HC Deb 21 January 1953 vol 510 cc205-7

The following Question stood upon the Order Paper:

43. Mr. ARTHUR HENDERSON: To ask the Secretary of State for Foreign Affairs whether he will make a statement on the Korean situation.

Mr. Eden

I should like, with your permission, Mr. Speaker, to answer Question No. 43.

Since my last statement on Korea on the 27th November, the main developments have been the approval by an overwhelming majority in the General Assembly of the United Nations of the Indian plan for solving the prisoner-of-war question and its rejection by the Chinese and North Koreans.

The Indian plan gave all concerned the best possible chance to reach agreement on the one outstanding difficulty. Its rejection by Soviet Russia and subsequently by the Chinese People's Government and the North Koreans is therefore to be deeply deplored. As a consequence we have again to defer hopes of an early armistice.

In the face of these developments the policy of Her Majesty's Government remains unchanged. We shall continue our support of the United Nations resistance to aggression, we stand by the principles we have professed and Her Majesty's Government will also continue to seek an early armistice on honourable terms.

Mr. A. Henderson

Does the Foreign Secretary know of any discussions that have taken place between the Government of India and the Peking Government? It was suggested earlier that the Government of India might seek to make contact with the Government of Peking with a view to discussing the Indian plan. If these discussions have taken or are taking place, will the Foreign Secretary say whether there has been any progress?

Mr. Eden

I know of no such talks since the rejection of the Indian plan.

Mr. Noel-Baker

Has the attention of the Foreign Secretary been drawn to a very important statement by Mao Tsetung that he had rejected the Indian proposal because it was in violation of the Geneva Convention on Prisoners of War? Since misleading statements of that kind have been made in organs of opinion in this country, will the Foreign Secretary take steps to have some authoritative declaration of the meaning of the Geneva Convention of 1949 made plain to the world?

Mr. Eden

I will have a look at that and consider whether something of that kind might not be useful.

Mr. Alport

Has my right hon. Friend seen any report of the investigations made by the United Nations Command into the Taeju incident last October?

Mr. Eden

A report has been received by the United States Government and is on its way to us by air at the moment from Washington.
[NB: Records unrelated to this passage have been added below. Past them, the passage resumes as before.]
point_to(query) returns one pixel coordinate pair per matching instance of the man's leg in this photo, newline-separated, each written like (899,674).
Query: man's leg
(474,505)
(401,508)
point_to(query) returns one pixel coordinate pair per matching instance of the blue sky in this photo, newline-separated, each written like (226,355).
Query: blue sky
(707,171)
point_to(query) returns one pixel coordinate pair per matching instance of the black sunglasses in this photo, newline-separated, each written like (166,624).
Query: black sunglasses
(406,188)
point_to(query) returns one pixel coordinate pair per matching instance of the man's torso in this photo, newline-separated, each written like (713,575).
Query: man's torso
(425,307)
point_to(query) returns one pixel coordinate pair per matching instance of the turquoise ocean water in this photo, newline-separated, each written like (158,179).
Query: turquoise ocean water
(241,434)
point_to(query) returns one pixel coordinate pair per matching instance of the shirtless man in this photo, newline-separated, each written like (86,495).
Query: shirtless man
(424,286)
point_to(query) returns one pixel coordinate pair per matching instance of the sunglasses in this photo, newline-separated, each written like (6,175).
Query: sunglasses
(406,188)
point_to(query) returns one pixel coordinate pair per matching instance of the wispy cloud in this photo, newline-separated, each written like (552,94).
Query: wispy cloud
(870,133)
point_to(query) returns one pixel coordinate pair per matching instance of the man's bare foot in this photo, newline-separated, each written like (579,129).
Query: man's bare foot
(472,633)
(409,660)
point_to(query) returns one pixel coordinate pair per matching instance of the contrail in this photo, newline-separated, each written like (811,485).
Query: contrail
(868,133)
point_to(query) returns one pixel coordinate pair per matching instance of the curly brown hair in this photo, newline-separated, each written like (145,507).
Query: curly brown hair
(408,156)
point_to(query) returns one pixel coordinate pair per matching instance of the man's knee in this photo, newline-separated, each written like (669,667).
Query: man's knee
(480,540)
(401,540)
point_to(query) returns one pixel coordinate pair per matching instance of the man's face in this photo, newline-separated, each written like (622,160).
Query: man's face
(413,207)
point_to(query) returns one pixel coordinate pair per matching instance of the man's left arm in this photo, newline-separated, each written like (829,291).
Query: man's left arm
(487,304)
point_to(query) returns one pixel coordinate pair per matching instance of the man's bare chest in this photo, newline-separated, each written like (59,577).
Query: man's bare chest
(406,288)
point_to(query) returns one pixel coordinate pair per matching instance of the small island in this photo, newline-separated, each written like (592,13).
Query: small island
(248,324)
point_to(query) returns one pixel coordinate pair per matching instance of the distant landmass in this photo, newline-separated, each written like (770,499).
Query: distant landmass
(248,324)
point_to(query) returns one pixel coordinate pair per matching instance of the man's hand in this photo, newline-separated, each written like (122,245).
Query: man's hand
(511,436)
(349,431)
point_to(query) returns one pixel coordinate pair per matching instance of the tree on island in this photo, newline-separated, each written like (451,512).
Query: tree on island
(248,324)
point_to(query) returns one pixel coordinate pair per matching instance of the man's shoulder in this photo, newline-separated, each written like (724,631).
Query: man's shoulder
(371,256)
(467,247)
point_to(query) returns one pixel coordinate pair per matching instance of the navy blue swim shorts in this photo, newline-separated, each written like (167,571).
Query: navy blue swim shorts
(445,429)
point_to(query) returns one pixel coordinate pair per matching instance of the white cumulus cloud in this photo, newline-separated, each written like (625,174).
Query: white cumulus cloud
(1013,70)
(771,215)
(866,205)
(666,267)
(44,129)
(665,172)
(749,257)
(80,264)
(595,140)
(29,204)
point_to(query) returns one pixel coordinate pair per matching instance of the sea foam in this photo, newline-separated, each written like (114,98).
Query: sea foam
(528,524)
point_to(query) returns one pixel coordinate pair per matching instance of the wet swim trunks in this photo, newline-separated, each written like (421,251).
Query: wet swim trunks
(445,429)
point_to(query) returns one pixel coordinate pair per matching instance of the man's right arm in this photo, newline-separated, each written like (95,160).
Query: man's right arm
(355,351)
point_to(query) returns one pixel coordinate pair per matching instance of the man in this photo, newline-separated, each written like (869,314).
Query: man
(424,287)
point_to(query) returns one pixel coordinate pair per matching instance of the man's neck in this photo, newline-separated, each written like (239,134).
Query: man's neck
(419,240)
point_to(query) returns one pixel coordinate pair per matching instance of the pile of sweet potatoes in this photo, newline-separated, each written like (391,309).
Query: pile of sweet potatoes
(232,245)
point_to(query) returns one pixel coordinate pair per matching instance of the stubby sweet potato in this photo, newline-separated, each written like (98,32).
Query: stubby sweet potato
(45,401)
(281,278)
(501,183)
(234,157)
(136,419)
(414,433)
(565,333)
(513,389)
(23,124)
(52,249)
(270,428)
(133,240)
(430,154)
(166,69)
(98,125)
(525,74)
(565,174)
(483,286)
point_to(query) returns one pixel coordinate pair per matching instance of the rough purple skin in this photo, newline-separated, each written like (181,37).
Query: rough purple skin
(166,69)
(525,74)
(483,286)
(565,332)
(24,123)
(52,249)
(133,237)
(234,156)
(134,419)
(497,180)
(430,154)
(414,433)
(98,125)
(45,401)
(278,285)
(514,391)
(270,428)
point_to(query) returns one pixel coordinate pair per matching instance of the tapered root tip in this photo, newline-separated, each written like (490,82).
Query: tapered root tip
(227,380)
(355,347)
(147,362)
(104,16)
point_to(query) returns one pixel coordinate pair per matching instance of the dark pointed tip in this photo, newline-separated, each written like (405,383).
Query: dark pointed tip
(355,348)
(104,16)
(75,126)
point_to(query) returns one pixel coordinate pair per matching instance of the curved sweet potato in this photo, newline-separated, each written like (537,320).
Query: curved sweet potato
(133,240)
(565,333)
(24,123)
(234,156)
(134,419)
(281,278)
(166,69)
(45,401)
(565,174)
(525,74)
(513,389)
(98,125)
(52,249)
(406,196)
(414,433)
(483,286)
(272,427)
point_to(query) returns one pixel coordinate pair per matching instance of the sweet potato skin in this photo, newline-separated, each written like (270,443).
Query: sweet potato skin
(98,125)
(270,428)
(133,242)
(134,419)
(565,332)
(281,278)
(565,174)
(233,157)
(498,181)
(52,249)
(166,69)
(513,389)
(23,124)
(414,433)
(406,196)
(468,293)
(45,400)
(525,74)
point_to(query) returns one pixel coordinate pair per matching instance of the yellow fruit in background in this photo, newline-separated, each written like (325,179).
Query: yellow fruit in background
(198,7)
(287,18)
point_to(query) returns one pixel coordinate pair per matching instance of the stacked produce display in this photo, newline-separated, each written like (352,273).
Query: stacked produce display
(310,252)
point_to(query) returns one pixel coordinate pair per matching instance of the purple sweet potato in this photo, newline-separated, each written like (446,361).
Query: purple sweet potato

I have received a summary of it and that is a11. In due course I hope to be able, perhaps in a White Paper, to give some further information to the House on that subject.

Mr. Usborne

The Foreign Secretary said in his statement that Her Majesty's Government still stood behind the objective of the United Nations in opposing aggression. When in June, 1950, we went into the Korean conflict I understood then that the United Nations had twin objectives. One was to oppose aggression and the other was to achieve the unification and independence of all Korea. May I ask whether we now stand behind the second of those objectives or whether we have now abandoned it?

Mr. Eden

We have certainly not abandoned either of the objectives which were originally put before us when the late Government, with the support of the whole House, undertook support of the United Nations action.

Mr. Usborne

Is it the objective of the British Government to continue in Korea until all Korea is united and independent?

Mr. Eden

With respect, that seems to me the same Question that the hon. Member asked before, but I can say that we are still seeking to fulfil the objective that the United Nations set before itself at the outbreak of this conflict.